Investors have no direct access to the trading system. At the Frankfurt Stock Exchange, access to the trading floor and thus to direct trading has always only been possible for participants with admission to trading. Today, there is no longer any floor trading on the spot anyway. Investors place their orders via a custodian bank or, in the case of some professional investors, via the trading desk of their institution - whether on Xetra or the Frankfurt Stock Exchange. However, online brokers, for example, offer order placement on the Internet via order masks, which are so fast that it hardly differs from direct access to the trading system.

Companies

Just like investors, companies are not to be found on the floor. There "only" the shares of the companies are traded. Nevertheless, for many issuers the listing on the Frankfurt Stock Exchange is an unforgettable highlight in the company's history. The stock exchange atmosphere at the first price fixing in broker-supported floor trading is unique. This experience can be followed live on the Internet during an IPO on the Xetra electronic trading platform.

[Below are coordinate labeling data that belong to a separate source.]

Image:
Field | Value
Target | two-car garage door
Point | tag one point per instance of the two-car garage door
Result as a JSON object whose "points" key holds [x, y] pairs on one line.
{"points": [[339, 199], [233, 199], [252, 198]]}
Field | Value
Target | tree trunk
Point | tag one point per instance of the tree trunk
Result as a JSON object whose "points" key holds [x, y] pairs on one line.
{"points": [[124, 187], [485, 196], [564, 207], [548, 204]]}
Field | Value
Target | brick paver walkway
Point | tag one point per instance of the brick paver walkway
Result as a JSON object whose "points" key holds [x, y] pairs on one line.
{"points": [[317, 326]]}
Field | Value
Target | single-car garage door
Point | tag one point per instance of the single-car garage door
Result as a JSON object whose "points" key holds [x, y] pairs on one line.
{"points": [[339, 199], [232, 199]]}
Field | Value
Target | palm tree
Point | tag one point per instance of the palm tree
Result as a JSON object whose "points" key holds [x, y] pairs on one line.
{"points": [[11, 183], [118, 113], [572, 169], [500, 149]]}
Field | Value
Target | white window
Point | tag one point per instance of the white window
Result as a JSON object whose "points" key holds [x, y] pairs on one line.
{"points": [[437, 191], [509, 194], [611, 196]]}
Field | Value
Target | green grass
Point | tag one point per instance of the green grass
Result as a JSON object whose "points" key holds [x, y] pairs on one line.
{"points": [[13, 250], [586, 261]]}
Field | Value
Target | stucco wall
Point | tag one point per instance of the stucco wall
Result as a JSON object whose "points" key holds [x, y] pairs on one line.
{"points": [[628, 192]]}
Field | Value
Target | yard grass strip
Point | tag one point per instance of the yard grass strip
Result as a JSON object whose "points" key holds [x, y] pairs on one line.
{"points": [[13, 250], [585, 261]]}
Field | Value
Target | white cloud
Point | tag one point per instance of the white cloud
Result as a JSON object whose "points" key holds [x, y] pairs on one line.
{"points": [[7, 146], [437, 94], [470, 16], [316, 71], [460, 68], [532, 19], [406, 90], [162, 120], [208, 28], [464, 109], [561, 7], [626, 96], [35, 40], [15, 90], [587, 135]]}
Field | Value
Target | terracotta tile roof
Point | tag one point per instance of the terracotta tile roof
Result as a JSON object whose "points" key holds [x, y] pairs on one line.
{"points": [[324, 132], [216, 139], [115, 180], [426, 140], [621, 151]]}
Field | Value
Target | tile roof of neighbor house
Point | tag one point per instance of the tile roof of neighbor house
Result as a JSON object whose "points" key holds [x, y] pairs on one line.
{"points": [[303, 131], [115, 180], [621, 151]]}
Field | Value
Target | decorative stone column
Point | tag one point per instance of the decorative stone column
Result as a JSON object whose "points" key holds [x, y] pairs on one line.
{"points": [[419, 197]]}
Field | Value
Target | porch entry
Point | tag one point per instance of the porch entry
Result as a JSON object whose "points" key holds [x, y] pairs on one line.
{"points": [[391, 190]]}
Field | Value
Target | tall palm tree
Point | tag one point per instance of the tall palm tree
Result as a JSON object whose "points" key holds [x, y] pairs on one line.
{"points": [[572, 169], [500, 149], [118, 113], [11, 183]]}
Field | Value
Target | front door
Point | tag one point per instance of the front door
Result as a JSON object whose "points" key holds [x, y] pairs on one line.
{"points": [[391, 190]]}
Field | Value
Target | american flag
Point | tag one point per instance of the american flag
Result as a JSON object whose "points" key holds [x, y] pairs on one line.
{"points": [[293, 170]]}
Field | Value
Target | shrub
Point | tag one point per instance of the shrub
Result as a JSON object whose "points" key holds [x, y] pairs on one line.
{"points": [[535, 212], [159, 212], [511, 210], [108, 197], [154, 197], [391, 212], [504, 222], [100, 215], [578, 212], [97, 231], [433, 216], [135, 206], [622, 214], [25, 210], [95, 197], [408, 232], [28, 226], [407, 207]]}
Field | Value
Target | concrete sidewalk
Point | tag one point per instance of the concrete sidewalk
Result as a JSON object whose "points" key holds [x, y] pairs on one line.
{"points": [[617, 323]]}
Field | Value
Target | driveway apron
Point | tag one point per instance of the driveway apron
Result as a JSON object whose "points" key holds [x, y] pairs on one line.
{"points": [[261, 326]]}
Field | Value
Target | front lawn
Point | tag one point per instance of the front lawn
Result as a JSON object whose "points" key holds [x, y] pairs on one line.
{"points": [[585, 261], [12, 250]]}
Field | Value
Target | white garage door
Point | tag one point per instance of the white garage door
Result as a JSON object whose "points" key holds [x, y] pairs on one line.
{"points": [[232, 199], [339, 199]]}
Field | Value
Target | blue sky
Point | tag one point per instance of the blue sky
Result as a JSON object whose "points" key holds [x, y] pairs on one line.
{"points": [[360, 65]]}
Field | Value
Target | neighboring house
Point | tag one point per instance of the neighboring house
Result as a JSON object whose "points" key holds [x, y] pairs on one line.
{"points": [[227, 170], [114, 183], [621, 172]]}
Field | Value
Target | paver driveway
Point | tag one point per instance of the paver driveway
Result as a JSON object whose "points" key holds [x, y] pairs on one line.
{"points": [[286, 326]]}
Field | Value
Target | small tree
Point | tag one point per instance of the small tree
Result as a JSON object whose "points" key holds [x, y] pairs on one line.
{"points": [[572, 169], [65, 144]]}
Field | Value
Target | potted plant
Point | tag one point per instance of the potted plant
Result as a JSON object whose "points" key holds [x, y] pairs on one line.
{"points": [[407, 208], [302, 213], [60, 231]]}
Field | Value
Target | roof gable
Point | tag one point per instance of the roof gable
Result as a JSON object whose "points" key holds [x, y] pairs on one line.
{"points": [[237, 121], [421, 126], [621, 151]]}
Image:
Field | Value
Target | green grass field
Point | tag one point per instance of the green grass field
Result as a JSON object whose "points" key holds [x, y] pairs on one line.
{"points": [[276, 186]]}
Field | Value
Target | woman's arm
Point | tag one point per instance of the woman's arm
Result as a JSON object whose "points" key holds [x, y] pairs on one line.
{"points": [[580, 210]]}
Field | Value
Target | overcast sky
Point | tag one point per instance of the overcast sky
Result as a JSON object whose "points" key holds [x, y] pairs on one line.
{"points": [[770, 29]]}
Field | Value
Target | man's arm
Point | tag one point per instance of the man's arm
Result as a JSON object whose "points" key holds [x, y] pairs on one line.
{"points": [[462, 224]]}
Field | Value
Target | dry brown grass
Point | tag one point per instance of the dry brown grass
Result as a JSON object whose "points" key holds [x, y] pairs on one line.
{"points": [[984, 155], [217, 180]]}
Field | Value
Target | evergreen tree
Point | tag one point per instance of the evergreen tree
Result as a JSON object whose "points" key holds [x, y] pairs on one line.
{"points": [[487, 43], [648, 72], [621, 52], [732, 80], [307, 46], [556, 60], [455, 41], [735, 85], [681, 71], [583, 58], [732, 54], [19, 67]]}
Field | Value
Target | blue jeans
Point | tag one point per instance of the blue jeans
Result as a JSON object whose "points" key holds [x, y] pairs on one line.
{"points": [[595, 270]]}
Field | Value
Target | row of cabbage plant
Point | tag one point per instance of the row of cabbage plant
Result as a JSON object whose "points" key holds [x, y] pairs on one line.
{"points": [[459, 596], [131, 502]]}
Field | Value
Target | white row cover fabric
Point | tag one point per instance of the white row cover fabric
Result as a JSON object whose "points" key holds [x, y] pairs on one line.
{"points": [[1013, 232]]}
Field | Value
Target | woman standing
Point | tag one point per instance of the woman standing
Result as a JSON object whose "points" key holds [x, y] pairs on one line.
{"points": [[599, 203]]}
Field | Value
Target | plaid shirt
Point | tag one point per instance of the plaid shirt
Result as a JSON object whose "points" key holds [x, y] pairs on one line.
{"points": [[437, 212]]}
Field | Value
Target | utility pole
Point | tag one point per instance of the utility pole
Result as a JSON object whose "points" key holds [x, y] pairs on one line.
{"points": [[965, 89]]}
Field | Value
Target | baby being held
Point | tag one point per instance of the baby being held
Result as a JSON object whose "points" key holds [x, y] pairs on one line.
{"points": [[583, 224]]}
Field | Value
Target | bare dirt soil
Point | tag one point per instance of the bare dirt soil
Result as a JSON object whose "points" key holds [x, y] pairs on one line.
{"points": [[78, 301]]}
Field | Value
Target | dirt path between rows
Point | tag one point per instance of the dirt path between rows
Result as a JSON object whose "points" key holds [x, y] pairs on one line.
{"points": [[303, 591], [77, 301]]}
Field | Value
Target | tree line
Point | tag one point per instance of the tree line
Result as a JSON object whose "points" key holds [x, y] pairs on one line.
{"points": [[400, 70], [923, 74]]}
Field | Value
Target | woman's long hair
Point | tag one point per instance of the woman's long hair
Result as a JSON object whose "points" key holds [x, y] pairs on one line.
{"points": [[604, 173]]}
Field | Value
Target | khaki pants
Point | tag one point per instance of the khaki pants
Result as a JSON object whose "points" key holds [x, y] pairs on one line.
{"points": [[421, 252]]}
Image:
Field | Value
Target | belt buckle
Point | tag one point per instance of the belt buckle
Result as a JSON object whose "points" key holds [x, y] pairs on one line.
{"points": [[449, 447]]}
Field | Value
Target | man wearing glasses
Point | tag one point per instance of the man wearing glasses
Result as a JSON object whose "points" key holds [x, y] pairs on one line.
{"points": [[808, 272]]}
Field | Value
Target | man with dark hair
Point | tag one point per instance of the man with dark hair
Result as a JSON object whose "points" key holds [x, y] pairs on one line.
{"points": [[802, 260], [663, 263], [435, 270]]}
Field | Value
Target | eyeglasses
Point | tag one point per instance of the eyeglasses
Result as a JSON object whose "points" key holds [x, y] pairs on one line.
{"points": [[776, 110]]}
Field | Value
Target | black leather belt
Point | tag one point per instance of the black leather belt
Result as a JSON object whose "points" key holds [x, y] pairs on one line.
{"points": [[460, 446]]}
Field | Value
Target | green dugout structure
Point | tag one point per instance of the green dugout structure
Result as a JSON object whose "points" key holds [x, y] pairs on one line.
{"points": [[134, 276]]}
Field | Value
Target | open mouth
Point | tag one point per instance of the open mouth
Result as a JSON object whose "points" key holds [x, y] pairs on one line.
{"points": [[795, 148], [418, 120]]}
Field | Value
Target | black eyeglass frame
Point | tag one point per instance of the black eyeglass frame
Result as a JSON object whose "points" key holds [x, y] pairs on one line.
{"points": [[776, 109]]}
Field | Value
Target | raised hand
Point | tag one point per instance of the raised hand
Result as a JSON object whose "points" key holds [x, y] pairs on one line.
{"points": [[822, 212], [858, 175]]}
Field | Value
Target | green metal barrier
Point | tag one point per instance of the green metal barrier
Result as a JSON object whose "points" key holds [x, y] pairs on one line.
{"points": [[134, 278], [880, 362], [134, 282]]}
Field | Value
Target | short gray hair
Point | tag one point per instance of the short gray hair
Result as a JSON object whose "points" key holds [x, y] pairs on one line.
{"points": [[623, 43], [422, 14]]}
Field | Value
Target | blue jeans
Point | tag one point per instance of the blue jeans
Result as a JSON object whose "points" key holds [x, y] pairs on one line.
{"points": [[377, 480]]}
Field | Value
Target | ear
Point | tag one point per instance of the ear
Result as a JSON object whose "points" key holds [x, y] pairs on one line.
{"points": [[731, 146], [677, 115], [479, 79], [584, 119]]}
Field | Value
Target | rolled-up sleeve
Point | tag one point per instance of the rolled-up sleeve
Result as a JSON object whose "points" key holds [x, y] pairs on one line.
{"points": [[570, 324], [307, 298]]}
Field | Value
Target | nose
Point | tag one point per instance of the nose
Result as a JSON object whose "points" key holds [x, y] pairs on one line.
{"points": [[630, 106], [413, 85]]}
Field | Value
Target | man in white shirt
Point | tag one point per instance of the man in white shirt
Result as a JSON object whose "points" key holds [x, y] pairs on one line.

An IPO opens up many opportunities for companies seeking capital. As a rule, listed companies not only grow faster, they also react more stably to economic fluctuations. In general, an IPO makes sense when it comes to placing companies on a broader equity base.

Unlike debt capital, equity capital is available for an unlimited period of time and increases a company's flexibility. In the long term, it can be used for strategic projects, for example to position the company in international competition, to consistently pursue growth strategies, to increase awareness in the market and among investors, and to promote its attractiveness as an employer.

Company succession can also be regulated through an IPO: The conversion into a stock corporation and a subsequent IPO make the enterprise value transparent and facilitate the separation of ownership and management. An IPO on the Frankfurt Stock Exchange (FWB) keeps all these opportunities open for companies.

Whether an IPO is successful depends not only on the company itself, but also on the market environment. What is the current valuation on the stock market, i.e. where are the prices? Which sectors are receiving particular attention? There are also certain fashions on the stock market. If everyone is still talking about solar energy today, nanotechnology could be the darling of the season tomorrow. How high is investors' liquidity? The IPO industry calls this an open 'window of opportunity' for an IPO.

Corporate Governance – good behaviour of listed companies

Investments require trust – in business models, products, markets and above all in the management of a company. The major global fraud cases in the history of financial markets have made many private investors suspicious and damaged their interest in equity investments. This is one reason for the demand for clear rules of corporate etiquette. The increasingly international orientation of corporations and their investors is another factor. Globalisation requires uniform rules so that companies and their markets can be better compared.

The term corporate governance, which can be translated as corporate management, describes a regulatory framework for the management and supervision of companies. It is above all a question of the legal and actual distribution of tasks between the supervisory board, management board and owners, as well as the remuneration and incentive systems of these bodies.

With the increasing importance of sustainability criteria in investment decisions, governance is once again moving more into the focus of investors. Corporate good conduct is one of the three pillars - in addition to the environment and social responsibility - of sustainable management.